ORIGINALLY PUBLISHED BY THE SOMERS RECORD (02-14-19)

     We host a Super Bowl party every year, only I can't say the words "Super Bowl" because I could be accused of trademark infringement. I've never knowingly infringed upon anything in my life and I'm afraid I'll get caught red-handed one of these days. "Hey YOU- what are you doing over there at the edge of that thing?" "Who, me? Nothing." "You're infringing upon something over there, aren't you- get away from there." "Me? Nooooooo. If I was going to infringe upon something it wouldn't be this crappy little thing, believe me." Anyway, kickoff is an hour away and I'm still drawing the boxes for the Super Bowl pool. One time I drew eleven boxes on each side and didn't notice until we picked the numbers.
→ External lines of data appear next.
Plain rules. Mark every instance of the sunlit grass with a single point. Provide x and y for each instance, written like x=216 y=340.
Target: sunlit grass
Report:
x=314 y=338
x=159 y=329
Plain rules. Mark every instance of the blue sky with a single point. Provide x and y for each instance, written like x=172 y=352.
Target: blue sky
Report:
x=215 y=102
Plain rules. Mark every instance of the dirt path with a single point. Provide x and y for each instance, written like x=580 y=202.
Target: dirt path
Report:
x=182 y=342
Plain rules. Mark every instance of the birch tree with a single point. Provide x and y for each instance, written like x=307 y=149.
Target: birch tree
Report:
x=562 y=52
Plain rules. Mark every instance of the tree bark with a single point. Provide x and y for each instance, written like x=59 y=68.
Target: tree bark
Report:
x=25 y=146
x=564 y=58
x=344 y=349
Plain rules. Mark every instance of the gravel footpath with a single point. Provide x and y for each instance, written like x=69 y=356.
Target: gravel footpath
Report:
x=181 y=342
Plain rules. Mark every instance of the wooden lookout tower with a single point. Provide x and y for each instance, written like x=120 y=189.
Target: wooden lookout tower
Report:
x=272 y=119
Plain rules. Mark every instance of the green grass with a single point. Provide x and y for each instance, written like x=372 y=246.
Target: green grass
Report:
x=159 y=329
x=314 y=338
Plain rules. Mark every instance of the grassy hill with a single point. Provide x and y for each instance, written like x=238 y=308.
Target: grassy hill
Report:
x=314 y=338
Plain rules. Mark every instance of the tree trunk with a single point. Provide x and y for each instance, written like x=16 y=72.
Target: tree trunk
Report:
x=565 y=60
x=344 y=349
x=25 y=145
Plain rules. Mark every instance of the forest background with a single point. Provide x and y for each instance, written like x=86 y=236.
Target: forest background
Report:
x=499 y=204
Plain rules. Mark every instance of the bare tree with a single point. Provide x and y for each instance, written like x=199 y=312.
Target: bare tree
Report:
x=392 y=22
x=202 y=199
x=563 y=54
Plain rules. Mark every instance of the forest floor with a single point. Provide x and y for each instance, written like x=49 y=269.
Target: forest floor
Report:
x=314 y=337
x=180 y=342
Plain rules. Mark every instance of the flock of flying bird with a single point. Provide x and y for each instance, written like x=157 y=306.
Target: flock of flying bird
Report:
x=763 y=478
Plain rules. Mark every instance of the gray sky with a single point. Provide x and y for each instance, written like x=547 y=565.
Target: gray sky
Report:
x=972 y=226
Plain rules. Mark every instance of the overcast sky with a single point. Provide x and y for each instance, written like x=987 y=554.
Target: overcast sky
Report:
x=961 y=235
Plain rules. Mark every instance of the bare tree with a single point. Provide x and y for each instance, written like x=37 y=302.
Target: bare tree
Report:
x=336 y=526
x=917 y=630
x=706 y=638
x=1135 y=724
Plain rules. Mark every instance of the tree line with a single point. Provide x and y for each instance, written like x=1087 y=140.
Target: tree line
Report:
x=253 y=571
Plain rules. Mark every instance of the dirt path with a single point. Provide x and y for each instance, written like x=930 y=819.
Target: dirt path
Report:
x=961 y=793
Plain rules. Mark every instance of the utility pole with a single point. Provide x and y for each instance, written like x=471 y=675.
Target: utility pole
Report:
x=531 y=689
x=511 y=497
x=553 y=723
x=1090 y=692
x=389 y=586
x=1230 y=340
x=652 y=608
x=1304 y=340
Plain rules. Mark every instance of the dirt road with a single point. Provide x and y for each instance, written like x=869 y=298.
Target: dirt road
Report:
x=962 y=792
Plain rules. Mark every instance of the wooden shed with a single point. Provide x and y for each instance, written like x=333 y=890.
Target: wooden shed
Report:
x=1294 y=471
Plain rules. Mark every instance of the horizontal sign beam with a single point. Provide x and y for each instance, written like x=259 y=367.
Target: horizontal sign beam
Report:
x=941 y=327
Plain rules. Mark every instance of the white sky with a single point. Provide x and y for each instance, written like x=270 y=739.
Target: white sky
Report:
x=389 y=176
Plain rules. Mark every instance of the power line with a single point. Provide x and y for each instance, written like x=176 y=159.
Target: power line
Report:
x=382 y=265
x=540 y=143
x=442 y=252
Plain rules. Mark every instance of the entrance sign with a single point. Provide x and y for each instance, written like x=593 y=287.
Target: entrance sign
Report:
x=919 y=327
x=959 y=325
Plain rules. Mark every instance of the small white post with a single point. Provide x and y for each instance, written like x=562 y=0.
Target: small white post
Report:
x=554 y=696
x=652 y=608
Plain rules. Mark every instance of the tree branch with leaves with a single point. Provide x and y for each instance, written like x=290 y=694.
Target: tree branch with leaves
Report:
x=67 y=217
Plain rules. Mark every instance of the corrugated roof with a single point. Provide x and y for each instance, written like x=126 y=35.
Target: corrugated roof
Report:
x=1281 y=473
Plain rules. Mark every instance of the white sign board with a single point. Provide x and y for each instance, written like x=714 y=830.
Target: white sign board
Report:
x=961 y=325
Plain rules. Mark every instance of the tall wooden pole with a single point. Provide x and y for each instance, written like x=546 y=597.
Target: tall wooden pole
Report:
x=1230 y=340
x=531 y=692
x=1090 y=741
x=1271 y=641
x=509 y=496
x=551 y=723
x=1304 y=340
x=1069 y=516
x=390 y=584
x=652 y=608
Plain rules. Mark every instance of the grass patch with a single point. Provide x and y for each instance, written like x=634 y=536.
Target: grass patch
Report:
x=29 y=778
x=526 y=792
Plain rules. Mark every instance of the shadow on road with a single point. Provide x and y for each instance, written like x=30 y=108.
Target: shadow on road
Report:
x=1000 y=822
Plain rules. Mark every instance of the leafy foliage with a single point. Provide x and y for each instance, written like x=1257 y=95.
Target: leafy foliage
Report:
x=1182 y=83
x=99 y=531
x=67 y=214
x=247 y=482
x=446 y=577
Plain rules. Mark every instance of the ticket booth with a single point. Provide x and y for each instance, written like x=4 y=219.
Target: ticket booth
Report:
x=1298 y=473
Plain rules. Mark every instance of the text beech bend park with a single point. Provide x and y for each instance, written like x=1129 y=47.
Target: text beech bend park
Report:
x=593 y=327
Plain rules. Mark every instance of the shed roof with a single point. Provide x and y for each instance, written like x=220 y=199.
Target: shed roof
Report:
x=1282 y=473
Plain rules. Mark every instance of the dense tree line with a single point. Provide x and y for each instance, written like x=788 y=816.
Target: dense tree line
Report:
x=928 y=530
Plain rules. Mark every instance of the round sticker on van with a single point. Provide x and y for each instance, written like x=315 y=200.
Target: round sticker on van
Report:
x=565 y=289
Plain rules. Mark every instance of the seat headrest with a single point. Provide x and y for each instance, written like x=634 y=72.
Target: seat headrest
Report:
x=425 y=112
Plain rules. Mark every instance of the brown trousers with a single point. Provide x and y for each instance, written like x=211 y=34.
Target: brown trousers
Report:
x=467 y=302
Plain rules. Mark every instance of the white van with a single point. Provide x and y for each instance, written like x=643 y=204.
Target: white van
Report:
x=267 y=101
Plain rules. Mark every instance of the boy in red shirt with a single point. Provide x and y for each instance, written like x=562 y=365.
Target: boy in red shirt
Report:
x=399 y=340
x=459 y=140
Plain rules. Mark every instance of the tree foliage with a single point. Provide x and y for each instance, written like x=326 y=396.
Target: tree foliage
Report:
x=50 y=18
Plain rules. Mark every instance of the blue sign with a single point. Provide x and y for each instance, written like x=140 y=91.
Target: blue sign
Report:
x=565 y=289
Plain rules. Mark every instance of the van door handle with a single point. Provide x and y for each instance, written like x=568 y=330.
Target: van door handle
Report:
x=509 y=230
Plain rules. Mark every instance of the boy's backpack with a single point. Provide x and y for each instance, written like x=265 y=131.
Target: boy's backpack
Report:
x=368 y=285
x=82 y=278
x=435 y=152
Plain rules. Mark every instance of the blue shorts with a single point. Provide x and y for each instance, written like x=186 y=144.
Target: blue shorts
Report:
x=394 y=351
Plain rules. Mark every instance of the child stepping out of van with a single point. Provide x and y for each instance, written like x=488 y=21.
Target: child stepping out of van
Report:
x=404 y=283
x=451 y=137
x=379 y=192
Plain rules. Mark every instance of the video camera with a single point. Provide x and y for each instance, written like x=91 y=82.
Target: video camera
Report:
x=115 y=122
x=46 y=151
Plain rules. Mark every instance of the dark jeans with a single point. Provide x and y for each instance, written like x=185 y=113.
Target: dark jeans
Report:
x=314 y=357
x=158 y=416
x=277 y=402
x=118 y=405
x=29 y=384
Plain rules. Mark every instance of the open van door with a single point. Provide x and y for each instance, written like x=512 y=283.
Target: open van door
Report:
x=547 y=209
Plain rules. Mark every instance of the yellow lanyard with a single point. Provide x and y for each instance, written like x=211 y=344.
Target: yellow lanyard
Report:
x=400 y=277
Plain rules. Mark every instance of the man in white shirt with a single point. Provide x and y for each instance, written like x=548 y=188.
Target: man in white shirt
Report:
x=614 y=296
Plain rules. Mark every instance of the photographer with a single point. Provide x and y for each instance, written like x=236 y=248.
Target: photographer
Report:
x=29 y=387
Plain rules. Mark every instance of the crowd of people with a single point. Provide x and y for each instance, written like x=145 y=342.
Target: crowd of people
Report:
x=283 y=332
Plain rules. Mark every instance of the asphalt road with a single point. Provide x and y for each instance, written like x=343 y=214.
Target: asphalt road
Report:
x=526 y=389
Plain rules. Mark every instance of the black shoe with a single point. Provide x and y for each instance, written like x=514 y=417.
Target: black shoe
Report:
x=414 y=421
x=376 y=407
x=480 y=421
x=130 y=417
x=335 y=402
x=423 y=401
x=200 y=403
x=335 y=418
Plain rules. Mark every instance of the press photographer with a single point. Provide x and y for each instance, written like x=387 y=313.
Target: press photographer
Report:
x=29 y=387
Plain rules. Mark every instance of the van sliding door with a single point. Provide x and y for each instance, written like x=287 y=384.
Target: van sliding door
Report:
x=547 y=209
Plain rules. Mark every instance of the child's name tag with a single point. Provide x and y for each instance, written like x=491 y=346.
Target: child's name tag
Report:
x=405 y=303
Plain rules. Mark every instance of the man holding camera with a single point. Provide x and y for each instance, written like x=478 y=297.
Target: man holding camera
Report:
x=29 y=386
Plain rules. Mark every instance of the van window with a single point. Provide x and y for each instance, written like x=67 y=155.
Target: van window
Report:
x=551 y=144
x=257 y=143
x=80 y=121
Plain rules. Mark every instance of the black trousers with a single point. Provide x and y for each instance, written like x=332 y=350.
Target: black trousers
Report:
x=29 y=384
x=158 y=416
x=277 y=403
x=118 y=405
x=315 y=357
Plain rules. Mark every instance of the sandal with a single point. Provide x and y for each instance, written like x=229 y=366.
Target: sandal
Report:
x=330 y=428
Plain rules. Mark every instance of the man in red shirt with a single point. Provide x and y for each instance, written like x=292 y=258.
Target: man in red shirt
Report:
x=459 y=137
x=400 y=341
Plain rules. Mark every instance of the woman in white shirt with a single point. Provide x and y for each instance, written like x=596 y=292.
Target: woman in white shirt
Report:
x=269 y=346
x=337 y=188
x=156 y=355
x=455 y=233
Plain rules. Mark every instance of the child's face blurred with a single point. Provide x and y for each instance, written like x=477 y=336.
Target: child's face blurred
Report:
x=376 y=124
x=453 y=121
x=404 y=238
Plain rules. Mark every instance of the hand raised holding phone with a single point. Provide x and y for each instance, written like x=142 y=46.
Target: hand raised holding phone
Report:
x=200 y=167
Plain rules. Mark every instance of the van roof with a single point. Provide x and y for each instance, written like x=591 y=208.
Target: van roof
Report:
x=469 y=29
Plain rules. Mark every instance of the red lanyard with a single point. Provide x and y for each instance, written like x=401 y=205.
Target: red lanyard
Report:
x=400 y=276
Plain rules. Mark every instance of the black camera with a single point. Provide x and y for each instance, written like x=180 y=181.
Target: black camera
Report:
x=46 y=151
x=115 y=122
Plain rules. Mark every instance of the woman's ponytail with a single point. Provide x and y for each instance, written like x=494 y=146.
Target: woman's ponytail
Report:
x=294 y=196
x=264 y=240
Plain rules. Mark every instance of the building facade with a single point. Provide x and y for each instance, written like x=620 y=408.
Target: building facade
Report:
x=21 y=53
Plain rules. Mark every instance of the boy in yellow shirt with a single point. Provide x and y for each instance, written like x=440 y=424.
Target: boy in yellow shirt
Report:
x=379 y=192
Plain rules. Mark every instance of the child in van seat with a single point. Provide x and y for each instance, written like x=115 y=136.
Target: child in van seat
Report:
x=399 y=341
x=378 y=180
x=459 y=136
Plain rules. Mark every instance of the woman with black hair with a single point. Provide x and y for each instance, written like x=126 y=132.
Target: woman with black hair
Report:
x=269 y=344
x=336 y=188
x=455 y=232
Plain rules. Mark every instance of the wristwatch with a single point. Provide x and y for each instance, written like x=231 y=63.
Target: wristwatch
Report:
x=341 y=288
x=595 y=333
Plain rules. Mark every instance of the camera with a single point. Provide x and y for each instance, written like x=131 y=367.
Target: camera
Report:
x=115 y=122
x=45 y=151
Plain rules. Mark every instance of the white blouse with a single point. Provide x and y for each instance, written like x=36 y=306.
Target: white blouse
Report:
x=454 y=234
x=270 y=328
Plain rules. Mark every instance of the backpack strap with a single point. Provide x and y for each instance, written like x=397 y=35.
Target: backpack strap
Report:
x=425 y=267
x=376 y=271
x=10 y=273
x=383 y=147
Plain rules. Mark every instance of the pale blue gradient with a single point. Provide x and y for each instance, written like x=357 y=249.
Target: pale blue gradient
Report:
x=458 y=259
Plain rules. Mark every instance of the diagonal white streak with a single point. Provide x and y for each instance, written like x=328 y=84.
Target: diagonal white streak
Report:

     Now  it's 5:50 and we only have 10 people at the party and a hundred boxes to fill. And just like every other time I have to donate 30 bucks to prime the pump, and I do mean donate, because I NEVER WIN. You wanna know who wins? Somebody's wife who runs an art installation in the Brooklyn and doesn't own a TV and thinks football is kind of barbaric but loves my wife and bought ONE box for three dollars because my wife told her to, it'll be fun. Finally the party filled up and the pool filled up and the game was ready to start. First, of course was the National Anthem, but before that two girls came on the field and sang a pre-National Anthem anthem that I found out later was "America the Beautiful," although there wasn't a particularly strong resemblance. I also found out later that the two girls were "Chloe x Halle."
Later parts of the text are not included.